Por outro lado, ainda é cedo demais para dizer que a Colômbia é uma economia empreendedora madura. Os empresários do país operam em uma economia onde aproximadamente 60% do emprego fora do setor agrícola é informal. As mulheres raramente participam do empreendedorismo formalizado. Embora o Banco Mundial atribua a redução de 30% da pobreza extrema na América Latina à entrada das mulheres no mercado de trabalho (sendo que o maior índice de participação se dá na Colômbia), é especialmente difícil para elas fazer a transição do mercado informal para o formal ― sobretudo em vista de desafios como os do financiamento formal. Dos 40 empresários colombianos destacados desde 2007 pela Endeavor, empresa sem fins lucrativos, só quatro são mulheres.

Além disso, a violência que marcou o país no século 20 contribuiu para a formação de um ambiente de capitais conservador. São raros os investidores-anjos, e os verdadeiros fundos de capital se contam na casa dos dois dígitos apenas. De modo geral, os investidores operam em pequena escala e a intervalos muito curtos junto aos empreendedores. Além disso, as novas empresas colombianas bem-sucedidas geralmente deparam com o tamanho limitado do mercado doméstico. Embora a Colômbia esteja acima dos índices de crescimento do PIB na América Latina, sua economia ainda é menos do que a metade da economia mexicana e cerca de ¼ da brasileira.

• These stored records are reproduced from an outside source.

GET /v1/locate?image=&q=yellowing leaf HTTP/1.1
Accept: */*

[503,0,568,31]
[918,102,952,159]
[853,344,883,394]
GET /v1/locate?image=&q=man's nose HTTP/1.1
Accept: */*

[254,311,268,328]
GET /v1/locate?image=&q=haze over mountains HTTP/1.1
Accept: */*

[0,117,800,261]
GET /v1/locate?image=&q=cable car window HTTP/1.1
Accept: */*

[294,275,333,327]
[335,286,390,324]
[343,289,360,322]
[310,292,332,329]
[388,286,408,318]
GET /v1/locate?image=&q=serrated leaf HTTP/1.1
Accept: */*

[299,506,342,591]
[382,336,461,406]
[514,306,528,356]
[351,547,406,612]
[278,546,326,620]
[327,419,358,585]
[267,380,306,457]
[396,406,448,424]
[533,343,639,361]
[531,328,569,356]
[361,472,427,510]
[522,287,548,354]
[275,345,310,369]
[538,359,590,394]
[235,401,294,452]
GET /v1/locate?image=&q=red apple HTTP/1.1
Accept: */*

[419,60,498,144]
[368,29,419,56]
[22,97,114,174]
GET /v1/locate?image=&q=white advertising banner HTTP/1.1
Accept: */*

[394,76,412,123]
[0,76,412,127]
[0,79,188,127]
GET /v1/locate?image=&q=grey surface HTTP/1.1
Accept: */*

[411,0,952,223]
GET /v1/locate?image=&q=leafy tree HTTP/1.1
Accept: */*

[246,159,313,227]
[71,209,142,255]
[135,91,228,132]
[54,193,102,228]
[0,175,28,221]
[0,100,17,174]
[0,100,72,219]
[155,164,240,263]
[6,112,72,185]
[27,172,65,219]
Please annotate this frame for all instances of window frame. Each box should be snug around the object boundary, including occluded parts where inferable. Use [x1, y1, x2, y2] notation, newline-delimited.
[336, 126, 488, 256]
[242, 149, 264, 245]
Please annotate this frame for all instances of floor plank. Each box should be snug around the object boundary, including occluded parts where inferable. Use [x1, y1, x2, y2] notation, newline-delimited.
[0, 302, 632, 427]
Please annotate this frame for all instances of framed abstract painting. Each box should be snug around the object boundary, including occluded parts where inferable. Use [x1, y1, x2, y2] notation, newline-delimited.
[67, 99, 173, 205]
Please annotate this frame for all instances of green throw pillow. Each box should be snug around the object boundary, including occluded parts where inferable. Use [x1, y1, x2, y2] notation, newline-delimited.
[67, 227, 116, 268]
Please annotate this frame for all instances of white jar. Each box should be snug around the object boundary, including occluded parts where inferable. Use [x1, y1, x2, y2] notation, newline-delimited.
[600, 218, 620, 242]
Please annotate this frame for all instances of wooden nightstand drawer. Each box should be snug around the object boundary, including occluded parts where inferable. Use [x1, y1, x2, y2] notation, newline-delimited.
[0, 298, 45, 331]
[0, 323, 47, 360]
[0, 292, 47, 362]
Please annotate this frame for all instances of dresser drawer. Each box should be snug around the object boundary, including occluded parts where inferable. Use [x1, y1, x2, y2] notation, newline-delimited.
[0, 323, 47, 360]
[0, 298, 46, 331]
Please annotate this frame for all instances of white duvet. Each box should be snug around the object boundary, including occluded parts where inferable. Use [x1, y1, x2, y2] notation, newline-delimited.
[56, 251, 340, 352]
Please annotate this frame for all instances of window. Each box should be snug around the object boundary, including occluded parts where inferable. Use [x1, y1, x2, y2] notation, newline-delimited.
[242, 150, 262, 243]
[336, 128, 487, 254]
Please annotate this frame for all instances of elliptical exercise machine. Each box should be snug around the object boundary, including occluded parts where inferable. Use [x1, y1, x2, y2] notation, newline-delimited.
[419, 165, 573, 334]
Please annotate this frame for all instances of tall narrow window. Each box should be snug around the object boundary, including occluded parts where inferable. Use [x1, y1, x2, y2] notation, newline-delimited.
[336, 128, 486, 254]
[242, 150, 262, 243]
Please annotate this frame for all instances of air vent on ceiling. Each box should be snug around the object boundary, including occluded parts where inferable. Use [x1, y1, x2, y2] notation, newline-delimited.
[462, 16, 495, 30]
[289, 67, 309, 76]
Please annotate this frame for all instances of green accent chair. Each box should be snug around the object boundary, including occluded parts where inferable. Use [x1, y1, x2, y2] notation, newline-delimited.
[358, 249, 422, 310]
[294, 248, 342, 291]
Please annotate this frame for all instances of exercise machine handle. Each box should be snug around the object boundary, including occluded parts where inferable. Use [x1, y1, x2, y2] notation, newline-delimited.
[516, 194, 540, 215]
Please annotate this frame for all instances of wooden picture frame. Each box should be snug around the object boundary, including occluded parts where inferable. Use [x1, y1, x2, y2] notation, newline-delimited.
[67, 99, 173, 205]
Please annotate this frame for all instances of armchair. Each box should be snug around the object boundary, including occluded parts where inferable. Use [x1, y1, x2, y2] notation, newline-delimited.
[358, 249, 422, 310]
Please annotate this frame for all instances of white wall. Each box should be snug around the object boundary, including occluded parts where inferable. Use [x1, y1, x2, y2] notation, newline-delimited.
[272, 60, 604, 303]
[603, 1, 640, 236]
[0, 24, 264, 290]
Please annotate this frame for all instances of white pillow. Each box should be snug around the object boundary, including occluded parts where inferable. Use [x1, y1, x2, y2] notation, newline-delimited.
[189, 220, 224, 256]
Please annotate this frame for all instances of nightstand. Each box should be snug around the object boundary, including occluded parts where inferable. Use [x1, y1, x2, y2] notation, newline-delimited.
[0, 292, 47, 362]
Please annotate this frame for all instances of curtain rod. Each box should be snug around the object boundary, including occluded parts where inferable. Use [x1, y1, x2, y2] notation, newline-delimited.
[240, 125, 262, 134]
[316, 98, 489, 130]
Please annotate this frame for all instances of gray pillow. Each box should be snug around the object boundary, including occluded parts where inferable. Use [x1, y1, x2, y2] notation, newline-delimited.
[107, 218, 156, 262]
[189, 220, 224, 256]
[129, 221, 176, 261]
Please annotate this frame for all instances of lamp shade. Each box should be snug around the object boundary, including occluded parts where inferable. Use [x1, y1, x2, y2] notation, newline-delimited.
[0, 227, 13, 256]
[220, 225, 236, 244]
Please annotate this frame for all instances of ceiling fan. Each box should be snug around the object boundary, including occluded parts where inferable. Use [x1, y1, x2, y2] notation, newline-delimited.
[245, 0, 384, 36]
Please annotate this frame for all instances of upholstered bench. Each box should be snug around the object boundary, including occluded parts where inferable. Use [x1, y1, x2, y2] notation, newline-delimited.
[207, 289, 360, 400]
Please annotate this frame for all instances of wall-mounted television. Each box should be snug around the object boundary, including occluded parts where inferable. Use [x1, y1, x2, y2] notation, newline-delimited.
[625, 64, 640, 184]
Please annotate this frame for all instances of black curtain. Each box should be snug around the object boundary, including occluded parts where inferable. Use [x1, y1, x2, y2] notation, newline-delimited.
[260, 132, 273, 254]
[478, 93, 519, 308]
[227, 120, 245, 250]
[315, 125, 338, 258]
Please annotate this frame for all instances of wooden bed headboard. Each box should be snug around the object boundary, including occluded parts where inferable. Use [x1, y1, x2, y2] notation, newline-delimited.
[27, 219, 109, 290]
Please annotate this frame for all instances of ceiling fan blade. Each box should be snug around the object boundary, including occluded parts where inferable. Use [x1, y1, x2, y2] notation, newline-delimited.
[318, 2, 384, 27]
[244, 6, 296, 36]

Em busca de um crescimento extraordinário

Talvez a medida por excelência da economia de um país empreendedor seja a extensão com que as novas empresas têm contribuído para a produção e o emprego. Uma estatística citada com frequência pela Associação Nacional de Capitais de Risco afirma que embora as empresas lastreadas pelo capital de risco representem apenas uma pequena parte do número total de novas empresas nos EUA, elas respondem por cerca de 20% do PIB e 10% do emprego. O impacto desproporcional de novas empresas extremamente bem-sucedidas é a razão pela qual os governos no mundo todo pregam o empreendedorismo e tomam medidas de políticas públicas para que o processo decole.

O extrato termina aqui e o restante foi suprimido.